Sepsis early (less than 3 days) obtained in the perinatal period, infection can occur from direct contact with the organism from the gastrointestinal or genitourinary tract maternal. The most frequent infecting organism is group B streptococcus (GBS) and Escherichia coli, which is present in the vagina. GBS emerged as a highly virulent microorganisms in the neonate, with a high mortality rate (50%) in infants exposed to Haemophilus influenzae and Staphylococcus negative coagulation are also often seen in early-onset sepsis in infants with very low birth weight.

Advanced Sepsis (1 to 3 weeks after birth) primarily nosocomial, and organisms that attack is usually staphylococci, Klebsiella, enterococcus and pseudomonas. Coagulation negative staphylococci, commonly found as the cause of septicemia in infants of low birth weight and very low birth weight. Bacterial invasion can occur through such Gated umbilical stump, skin, mucous membranes of eyes, nose, pharynx, and ear, and internal systems such as the respiratory system, nervous, urinary, and gastrointestinal.

Postnatal infection, derived from cross-contamination with other babies, personnel, or objects in the environment. Bacteria commonly found in water sources, a humidifier, sink pipes, suction machines, most equipment respiration, and arterial and venous catheters inserted used for infusion, blood sampling, monitoring of vital signs. (Donna L. Wong, 2009).

The process begins with the invasion of the pathophysiology of bacterial sepsis and systemic contamination.
The release of endotoxin by bacteria cause changes in the function of the myocardium, changes in uptake and utilization of oxygen inhibition of mitochondrial function, and progressive metabolic chaos. In sepsis sudden and severe, complemen cascade caused much death and damage cells. The result is a decrease in tissue perfusion, metabolic acidosis, and shock, disseminated intravascular coagulation resulting (DIC) and death. (Bobak, 2004).

Patients with immune disorders have an increased risk for serious nosocomial sepsis. Cardiopulmonary manifestations of gram-negative sepsis can be replicated by injection of endotoxin or Tumor Necrosis Factor (TNF). Barriers to employment TNF by anti-TNF monoclonal antibody greatly weakens manifestation of septic shock. When the bacterial cell wall components are released in the bloodstream, cytokine-activated, and can further lead to more physiological mess. Either alone or in combination, bacterial products and pro-inflammatory cytokines trigger a physiological response to stop the invaders (invader) microbes. TNF and other inflammatory mediators increase vascular permeability and vascular tone imbalance, and the imbalance between perfusion and increased metabolic needs of the network.

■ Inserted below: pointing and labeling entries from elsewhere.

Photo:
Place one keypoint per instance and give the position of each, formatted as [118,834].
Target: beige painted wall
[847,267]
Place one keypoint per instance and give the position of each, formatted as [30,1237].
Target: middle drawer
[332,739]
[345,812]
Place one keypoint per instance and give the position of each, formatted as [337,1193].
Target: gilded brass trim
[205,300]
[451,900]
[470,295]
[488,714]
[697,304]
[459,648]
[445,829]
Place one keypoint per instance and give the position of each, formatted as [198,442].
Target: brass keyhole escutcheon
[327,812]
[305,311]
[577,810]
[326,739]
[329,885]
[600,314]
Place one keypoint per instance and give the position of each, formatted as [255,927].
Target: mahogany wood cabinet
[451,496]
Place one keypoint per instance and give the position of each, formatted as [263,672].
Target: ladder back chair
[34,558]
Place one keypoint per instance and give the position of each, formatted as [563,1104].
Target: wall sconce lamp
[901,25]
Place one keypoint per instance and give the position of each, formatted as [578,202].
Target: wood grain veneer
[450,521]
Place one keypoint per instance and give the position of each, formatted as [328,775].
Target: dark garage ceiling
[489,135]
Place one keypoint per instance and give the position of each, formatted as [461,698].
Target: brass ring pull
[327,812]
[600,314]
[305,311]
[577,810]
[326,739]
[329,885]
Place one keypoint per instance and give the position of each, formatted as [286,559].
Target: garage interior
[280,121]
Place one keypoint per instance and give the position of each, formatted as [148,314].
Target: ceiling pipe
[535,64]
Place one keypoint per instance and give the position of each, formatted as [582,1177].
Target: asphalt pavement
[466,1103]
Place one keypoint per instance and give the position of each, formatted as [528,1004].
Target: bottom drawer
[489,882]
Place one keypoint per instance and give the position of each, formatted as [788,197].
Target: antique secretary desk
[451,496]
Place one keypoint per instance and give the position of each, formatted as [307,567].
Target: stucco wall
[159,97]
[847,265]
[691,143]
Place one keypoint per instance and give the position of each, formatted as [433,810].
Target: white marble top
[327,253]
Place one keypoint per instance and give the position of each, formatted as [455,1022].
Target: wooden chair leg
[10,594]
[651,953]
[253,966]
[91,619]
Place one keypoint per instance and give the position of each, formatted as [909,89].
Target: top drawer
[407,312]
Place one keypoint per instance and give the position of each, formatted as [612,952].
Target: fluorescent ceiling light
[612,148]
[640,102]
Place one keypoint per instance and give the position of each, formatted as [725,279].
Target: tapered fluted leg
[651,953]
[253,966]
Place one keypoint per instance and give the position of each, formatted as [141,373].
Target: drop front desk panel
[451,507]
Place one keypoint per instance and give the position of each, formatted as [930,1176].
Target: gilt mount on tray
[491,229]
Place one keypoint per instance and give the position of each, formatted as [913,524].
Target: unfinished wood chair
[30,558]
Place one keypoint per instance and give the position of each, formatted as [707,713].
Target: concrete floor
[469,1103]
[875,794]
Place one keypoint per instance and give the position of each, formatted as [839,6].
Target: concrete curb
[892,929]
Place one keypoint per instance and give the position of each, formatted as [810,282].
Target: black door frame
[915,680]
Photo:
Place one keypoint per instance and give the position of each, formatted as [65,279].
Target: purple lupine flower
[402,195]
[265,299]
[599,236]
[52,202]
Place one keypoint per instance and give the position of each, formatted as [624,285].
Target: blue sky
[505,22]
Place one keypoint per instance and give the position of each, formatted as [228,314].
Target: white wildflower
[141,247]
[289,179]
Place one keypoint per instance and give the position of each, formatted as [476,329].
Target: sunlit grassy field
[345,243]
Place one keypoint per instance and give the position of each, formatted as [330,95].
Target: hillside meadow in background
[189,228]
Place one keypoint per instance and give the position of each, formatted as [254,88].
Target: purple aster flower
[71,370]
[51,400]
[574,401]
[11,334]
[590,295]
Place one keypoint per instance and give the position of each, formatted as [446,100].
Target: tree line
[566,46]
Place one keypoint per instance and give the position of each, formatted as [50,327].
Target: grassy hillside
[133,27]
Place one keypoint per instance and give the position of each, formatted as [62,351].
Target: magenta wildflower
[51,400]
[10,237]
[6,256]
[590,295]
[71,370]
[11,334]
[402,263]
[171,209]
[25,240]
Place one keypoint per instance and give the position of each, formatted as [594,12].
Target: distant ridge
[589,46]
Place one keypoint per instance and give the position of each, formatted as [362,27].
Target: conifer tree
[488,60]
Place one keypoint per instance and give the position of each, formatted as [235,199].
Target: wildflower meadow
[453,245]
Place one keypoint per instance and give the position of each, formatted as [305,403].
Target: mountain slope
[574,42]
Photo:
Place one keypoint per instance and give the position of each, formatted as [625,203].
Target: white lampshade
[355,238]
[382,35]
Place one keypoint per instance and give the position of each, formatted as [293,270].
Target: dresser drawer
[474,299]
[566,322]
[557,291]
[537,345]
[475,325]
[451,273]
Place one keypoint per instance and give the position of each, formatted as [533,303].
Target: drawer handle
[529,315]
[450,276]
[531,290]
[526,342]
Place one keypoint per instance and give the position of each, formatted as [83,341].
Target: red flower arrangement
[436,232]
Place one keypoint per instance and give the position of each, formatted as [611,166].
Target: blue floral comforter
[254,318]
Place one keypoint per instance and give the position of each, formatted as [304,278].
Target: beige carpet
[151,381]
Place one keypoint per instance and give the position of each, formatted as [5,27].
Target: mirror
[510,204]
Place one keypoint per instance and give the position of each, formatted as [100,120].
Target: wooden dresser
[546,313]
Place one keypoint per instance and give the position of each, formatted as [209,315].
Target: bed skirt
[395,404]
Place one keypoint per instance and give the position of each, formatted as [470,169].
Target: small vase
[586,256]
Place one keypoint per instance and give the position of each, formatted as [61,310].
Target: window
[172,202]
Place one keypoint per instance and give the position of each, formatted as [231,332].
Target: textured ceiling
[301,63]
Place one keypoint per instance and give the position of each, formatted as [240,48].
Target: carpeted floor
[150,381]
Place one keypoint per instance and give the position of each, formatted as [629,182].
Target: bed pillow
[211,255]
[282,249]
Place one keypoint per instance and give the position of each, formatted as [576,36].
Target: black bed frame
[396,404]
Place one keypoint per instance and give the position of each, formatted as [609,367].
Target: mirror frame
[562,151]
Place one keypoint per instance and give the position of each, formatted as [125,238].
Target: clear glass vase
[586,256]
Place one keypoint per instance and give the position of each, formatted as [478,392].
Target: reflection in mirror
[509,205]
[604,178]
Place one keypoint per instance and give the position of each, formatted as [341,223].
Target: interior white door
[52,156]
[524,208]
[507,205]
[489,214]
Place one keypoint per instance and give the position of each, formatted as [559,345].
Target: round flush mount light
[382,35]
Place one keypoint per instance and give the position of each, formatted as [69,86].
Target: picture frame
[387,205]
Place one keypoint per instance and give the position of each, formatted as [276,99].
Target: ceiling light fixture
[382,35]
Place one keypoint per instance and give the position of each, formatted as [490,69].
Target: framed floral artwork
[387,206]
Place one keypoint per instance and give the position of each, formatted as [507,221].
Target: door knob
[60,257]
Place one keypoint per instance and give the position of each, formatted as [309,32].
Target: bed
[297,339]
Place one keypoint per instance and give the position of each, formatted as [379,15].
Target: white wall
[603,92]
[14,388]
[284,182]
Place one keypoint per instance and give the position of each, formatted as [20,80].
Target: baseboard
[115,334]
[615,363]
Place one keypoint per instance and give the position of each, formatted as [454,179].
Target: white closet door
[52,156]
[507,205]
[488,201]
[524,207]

Shock is defined as a systolic pressure below the 5th percentile for age or defined with cold extremities. Capillary refilling the late (more than 2 seconds) is seen as a reliable indicator of a decrease in peripheral perfusion. Peripheral vascular pressure in septic shock (heat) but be very up on a further shock (cold). In septic shock tissue oxygen consumption exceeds oxygen supply. This imbalance is caused by peripheral vasodilatation in the beginning, during further vasoconstriction, myocardial depression, hypotension, ventilator insufficiency, anemia. (Nelson, 1999).

Septicaemia shows the emergence of a systemic infection of the blood caused by the rapid multiplication of microorganisms or toxic substances, which can cause huge psychological change. These substances can be pathogenic bacteria, fungi, viruses, and rickets. The most common cause of septicemia is a gram-negative organisms. If the protection of the body is not effective in controlling the invasion of microorganisms, septic shock may occur, which is characterized by hemodynamic changes, imbalance of cellular functions, and multiple system failures. (Marilynn E. Doenges, 1999).